Due to Deborah’s deteriorating mental state, she is not charged with the murder of Sheriff Tweed or the kidnapping of Cara. In the final moments of the film, Cara is shown several months after her abduction. Her cancer is in miraculous remission and she is healthy. A TV reporter interviews her and she says her plans are secret when asked about the future. As the voiceover for the new story continues, Cara turns to the camera and smiles enigmatically. Deborah may not be fighting Henry Desjardins anymore, but it looks like he owns Cara now.

Snake Symbolism

Snakes symbolize many things. The Taking Of Deborah Logan uses them to indicate that something evil has invaded their space. Religiously, snakes are a symbol of the devil. The Serpent convinces Eve to eat from the Tree of Knowledge in the Garden of Eden. In the film, snakes are seen early in Deborah’s garden and in many documentary shots. Desjardins used the symbol several times in his rituals. A hint of snake possession is seen twice in the film when a terrifying face of a man with a detached jaw flashes on screen for just one second. When Deborah uses her operator gear during the attic scene, it flickers for a brief moment. It’s easy to miss.

Deborah’s attack on the hospital security guard left him in anaphylactic shock because he was injected with rattlesnake venom when she bit him. Later, when the sheriff attempts to apprehend her, Deborah spits venom at the deputy and kills the sheriff. There are tons of snakes in the tunnels under the mill. Although snakes are often symbols of evil, they can also represent fertility, rebirth, and transformation. Their ability to shed their skin acts as a living representation of eternal life and healing.
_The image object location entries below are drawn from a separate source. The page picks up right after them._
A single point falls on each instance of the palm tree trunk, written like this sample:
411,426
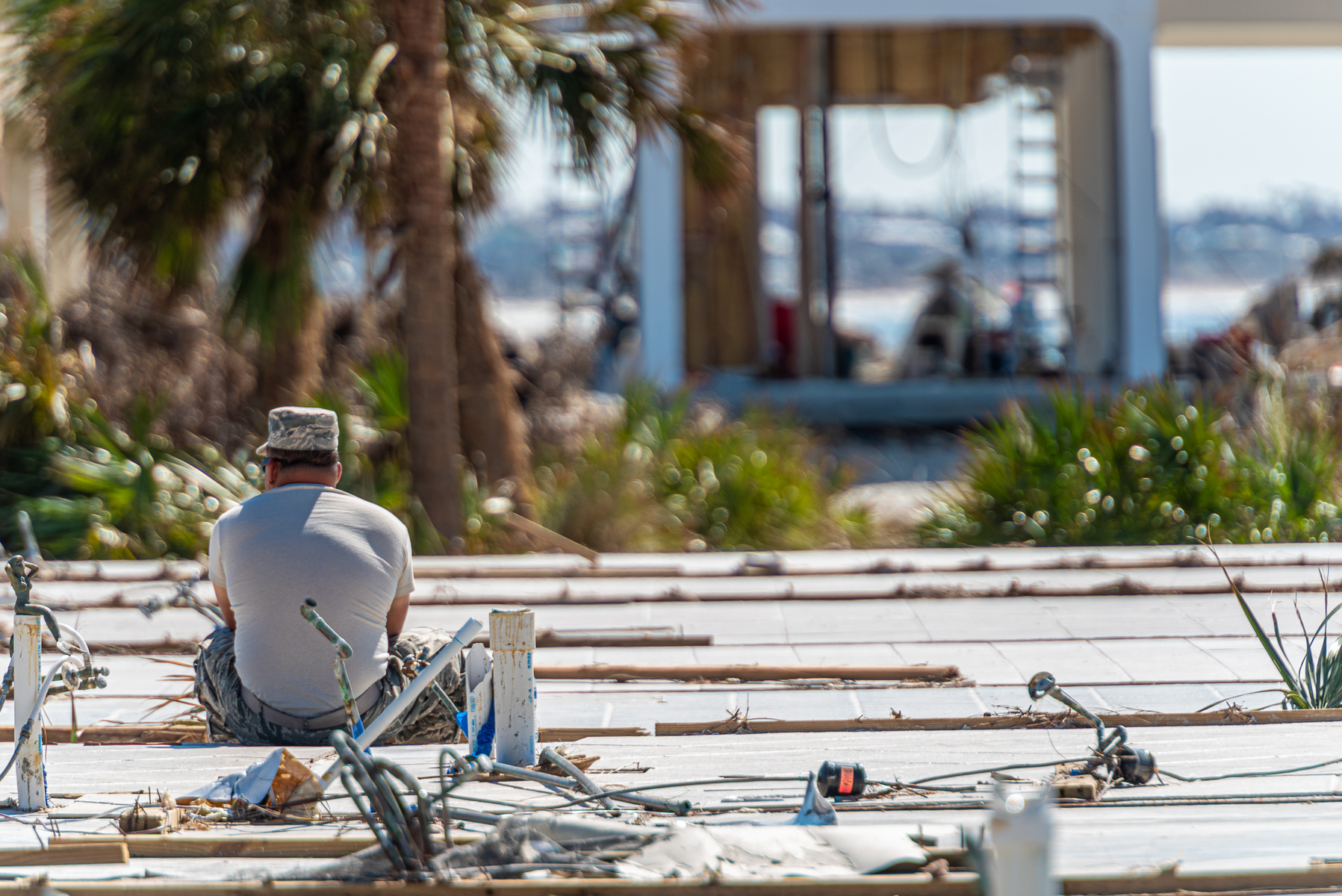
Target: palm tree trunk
427,262
493,428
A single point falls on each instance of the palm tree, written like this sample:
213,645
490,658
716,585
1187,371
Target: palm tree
600,74
429,330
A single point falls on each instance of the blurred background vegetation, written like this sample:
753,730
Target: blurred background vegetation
643,474
1149,467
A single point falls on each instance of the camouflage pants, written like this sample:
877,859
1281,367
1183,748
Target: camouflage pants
231,721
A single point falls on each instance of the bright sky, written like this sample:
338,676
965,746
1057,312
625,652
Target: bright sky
1232,126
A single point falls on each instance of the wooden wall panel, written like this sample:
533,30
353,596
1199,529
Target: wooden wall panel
741,72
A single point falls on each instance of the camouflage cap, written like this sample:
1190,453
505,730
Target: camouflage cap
301,429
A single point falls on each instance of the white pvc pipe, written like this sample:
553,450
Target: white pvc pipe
27,685
513,644
1020,835
72,632
407,697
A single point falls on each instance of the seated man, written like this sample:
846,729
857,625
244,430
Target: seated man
269,678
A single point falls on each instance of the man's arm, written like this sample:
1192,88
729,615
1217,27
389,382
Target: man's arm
227,611
397,616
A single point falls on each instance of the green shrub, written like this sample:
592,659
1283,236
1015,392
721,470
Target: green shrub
666,479
1148,467
92,488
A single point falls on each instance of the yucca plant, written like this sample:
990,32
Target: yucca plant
1146,467
1315,683
668,478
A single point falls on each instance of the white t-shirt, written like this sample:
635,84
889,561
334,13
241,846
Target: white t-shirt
299,541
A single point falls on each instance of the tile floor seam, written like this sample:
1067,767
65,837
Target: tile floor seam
1211,656
1121,667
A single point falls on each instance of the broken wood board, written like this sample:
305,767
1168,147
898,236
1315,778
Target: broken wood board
239,844
1169,880
998,722
634,638
101,853
714,672
170,735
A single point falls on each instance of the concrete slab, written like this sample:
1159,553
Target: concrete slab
1070,662
1164,660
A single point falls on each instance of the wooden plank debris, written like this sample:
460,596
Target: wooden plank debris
171,734
712,672
998,722
234,845
612,638
1168,880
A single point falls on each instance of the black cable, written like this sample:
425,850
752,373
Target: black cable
980,771
1249,774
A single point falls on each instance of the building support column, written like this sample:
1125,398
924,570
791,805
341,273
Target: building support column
661,196
1141,269
815,217
1087,205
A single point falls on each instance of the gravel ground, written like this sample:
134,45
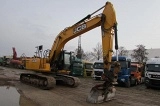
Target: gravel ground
65,96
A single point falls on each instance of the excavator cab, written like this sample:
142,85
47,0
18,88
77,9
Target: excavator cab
62,64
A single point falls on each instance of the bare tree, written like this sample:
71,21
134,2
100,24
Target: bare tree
122,51
140,53
97,52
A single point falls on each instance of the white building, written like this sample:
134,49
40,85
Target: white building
151,53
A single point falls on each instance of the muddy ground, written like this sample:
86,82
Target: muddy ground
65,96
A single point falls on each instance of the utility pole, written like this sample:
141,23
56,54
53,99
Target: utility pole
79,51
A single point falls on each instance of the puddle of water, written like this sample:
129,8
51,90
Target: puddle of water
9,96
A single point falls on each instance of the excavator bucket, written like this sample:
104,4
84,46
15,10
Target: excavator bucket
100,96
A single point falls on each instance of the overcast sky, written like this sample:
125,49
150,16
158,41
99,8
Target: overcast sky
25,24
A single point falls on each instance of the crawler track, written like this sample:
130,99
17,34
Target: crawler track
67,80
40,81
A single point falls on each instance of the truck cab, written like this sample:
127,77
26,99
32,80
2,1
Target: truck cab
136,73
124,76
87,69
98,68
152,73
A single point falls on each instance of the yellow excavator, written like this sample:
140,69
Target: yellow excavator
57,59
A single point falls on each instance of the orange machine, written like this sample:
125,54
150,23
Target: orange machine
136,73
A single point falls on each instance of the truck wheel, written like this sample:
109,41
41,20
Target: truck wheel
136,82
128,83
147,86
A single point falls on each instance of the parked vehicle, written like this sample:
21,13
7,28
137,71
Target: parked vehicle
152,73
136,73
87,69
98,68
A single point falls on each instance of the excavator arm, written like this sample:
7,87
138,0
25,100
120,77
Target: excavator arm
107,21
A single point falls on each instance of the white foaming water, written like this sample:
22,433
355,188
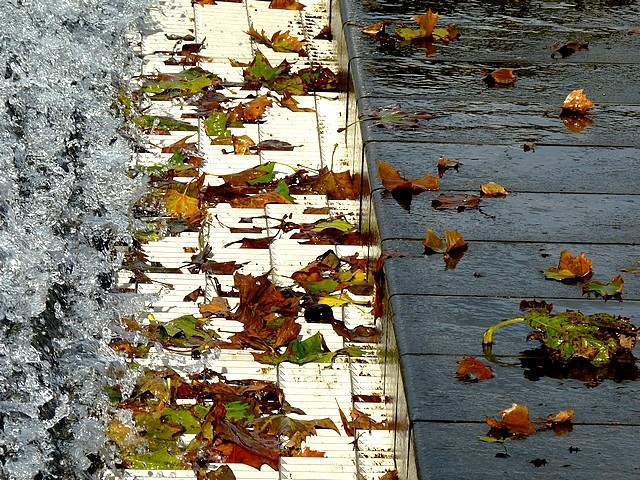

For Desjardins, he hopes they will transform his spirit into an immortal body. Considering that burning his remains does nothing to destroy his soul, he may have completed the ritual and lived as an eternal being who can jump bodies if necessary. We don’t know if he completed the ritual at some point before Harris and Deborah buried him or if Cara was killed while consumed and only seemed to be saved by Mia. and Sara. Cara’s remarkable health and her smile for the camera indicate the success of the ritual, however. Ironically, snakes are also female protection totems. Obviously, no one told Desjardins that his victims were all young girls having their period for the first time.

The Taking Of Deborah Logan works so well because the disease is so horrible. As a metaphor for what it’s like to get lost in something so out of control, it’s perfect. The patient and his relatives feel helpless and sad. Most feel guilty for being a burden or frustrated by circumstances. This slow pot of emotions is dangerous for everyone. Formally diagnosing Deborah with the disease makes everything even scarier. Illness, guilt and true evil work hand in hand to destroy families and lives. The Taking Of Deborah Logan is a thoughtful take on aging families and decades-old curses. You can watch it for free on Tubi TV right now.

Tracy Palm Tree

As the editor of Signal Horizon, I love watching and writing about genre entertainment. I grew up with old school slashers, but my real passion is television and all things weird and ambiguous. My work can be found here and Travel Weird, where I am the editor.